Russlands Kulturhauptstadt droht in Unverschämtheiten zu versinken
Sankt Petersburg ist voller Flegel. Seit mehreren Tagen tobt in der Stadt ein heftiger Streit, ob Gouverneur Georgi Poltawtschenko ein Flegel ist, die Petersburger Kraftfahrer, die Fußballfans oder gar alle Bürger. Vom Zaun gebrochen hat den Streit der Gouverneur. Für eine Wagenkolonne des Premierministers Dmitri Medwedew waren Anfang Oktober die Straßen im Stadtzentrum gesperrt worden, die im Stau stehenden Autofahrer meuterten. „Wer nicht zu faul war, hupte, die Leute streckten alle möglichen Finger in die Höhe“, schimpfte Poltawtschenko hinterher in einem TV-Interview. „So was passiert auch in anderen Städten.
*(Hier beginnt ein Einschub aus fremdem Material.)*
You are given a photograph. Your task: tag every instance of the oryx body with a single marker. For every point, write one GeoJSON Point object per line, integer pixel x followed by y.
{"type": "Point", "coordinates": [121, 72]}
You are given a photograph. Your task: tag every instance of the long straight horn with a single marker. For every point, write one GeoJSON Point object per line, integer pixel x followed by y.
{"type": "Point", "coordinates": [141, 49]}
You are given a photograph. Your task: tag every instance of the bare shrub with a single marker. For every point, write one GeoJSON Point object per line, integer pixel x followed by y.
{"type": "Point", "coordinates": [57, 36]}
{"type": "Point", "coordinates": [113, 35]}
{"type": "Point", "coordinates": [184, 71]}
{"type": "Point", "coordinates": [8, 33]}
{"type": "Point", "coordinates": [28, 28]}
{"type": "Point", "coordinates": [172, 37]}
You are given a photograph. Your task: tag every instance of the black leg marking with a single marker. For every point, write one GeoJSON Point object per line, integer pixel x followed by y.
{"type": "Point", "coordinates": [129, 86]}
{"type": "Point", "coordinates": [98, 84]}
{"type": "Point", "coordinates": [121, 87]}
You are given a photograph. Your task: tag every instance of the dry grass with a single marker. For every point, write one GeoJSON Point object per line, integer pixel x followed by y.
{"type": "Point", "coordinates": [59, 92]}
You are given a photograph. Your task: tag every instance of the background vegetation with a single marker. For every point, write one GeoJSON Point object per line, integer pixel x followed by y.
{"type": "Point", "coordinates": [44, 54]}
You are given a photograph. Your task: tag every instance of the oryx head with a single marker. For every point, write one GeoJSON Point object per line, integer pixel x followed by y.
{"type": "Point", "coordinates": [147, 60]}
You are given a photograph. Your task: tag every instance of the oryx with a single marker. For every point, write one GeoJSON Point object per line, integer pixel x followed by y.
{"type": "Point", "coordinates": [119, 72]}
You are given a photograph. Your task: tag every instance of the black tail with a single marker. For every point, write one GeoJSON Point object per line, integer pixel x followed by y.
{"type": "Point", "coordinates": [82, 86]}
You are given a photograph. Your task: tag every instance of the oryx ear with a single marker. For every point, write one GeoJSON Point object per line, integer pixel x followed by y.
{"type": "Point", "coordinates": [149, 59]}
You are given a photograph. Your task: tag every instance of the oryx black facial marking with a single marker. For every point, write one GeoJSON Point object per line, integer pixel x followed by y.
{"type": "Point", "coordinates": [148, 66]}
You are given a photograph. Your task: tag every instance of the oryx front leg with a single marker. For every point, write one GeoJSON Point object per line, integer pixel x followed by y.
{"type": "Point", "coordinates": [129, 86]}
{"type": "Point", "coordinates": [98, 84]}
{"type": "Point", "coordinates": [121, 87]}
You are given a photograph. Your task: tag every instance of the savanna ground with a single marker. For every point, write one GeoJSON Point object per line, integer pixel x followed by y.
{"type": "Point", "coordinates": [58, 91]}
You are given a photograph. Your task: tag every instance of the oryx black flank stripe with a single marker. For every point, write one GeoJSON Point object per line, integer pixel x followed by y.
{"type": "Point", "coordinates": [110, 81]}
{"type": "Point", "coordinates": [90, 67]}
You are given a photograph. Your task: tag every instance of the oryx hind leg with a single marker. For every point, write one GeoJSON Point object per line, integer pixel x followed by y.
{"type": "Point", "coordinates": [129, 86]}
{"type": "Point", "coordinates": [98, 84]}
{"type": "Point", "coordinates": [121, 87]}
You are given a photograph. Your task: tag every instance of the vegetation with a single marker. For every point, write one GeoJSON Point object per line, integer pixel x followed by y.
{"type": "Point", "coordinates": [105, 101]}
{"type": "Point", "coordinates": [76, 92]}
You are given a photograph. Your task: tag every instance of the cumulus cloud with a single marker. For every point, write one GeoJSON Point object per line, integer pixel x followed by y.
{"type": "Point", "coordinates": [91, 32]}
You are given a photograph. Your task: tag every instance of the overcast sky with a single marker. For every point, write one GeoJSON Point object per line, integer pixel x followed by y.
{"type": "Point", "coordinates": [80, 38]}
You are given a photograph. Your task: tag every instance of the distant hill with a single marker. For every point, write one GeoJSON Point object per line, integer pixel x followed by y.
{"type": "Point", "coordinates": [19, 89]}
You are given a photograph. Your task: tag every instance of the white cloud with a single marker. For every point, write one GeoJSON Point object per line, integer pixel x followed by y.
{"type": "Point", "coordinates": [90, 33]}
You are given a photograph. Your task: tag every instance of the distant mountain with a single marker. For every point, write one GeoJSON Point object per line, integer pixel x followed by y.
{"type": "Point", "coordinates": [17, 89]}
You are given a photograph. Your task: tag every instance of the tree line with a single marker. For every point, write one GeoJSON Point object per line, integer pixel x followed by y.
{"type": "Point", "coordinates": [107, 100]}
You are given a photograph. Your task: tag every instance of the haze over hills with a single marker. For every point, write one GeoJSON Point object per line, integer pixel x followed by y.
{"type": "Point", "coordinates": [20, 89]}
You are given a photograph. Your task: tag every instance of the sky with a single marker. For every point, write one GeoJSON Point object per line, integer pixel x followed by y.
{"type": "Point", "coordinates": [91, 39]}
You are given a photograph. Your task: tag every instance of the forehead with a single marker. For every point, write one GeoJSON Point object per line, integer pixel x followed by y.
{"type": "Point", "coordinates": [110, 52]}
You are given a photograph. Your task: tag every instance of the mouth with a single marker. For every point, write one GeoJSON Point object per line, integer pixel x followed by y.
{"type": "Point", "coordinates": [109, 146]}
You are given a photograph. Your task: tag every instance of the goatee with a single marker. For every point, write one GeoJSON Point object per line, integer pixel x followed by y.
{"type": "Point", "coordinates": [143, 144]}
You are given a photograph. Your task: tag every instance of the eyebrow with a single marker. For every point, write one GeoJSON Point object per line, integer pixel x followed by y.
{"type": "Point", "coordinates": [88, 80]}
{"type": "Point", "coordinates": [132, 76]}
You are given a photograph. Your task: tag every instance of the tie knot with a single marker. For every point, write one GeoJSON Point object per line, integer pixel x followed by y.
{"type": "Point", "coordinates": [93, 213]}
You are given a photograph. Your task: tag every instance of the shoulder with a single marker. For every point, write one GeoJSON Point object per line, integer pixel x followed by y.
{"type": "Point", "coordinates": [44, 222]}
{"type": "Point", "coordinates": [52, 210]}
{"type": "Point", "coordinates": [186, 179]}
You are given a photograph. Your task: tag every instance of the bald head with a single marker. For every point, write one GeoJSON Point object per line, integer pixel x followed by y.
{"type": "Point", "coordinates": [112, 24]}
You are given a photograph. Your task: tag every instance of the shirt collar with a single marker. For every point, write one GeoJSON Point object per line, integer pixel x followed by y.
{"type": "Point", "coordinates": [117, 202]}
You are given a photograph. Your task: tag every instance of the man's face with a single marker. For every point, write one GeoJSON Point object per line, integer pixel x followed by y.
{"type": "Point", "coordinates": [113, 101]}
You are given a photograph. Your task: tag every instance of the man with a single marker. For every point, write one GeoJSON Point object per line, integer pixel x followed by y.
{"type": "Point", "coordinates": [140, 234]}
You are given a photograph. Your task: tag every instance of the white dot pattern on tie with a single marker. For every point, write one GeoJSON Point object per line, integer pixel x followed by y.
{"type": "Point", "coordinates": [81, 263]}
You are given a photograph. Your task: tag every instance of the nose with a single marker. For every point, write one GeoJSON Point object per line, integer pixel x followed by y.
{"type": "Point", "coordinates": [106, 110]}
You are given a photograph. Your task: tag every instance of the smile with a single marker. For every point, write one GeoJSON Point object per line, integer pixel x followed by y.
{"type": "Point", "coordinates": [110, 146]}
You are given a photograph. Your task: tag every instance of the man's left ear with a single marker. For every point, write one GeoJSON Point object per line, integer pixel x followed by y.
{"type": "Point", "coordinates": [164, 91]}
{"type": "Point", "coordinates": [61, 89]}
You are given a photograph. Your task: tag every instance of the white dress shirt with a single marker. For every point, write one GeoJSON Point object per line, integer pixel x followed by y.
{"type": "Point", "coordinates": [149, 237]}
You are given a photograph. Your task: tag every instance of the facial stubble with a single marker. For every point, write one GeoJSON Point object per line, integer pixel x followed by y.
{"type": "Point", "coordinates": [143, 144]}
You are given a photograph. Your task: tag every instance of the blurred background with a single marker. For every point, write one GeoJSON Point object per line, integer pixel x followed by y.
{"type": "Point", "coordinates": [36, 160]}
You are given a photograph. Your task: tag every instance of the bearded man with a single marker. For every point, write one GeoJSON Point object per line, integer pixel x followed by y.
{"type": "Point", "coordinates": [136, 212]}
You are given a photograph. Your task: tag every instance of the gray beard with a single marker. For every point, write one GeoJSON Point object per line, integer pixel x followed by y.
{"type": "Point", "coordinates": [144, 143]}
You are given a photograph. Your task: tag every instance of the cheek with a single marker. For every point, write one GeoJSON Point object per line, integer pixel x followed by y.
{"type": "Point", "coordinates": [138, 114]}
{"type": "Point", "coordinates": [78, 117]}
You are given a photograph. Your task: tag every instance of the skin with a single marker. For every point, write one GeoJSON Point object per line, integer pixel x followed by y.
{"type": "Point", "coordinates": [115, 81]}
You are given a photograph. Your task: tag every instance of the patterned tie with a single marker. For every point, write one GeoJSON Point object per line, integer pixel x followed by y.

Aber so offene Flegelei habe ich nie gesehen.“

Das wiederum erboste nicht nur die Pkw fahrende Bürgerschaft. Als Poltawtschenko vergangenen Samstag beim Erstligaspiel von Senit Sankt Petersburg gegen Kuban Krasnodar auftauchte, empfingen ihn die Fans mit donnernden Sprechchören: „Gouverneur – Flegel!“ Später skandierten beide Stadionhälften im Wechsel: „Verkauf die Datscha, bau das Stadion!“, eine Anspielung auf den stockenden Bau des neuen Stadions für den Gasprom-Klub. Poltawtschenko hatte dazu erklärt, die Einwohner, vor allem die Fußballfreunde könnten ja ehrenamtlich auf der Baustelle mitarbeiten, die mindestens 800% der ursprünglich geplanten Kosten schlucken soll und mit umgerechnet fast 1,1 Milliarden Euro (1,3 Milliarden Franken) teurer als der Wembley-Neubau sein wird.
Eigentlich gilt Senit als Lieblingsverein der Staatsmacht, und Fußballfans allgemein als favorisierte Klientel Wladimir Putins, im Zweifelsfall auch geeignet, Oppositionelle zu verprügeln. Jetzt aber flegeln die Senit-Fans gegen ihr Stadtoberhaupt und amüsieren sich dabei auch noch glänzend.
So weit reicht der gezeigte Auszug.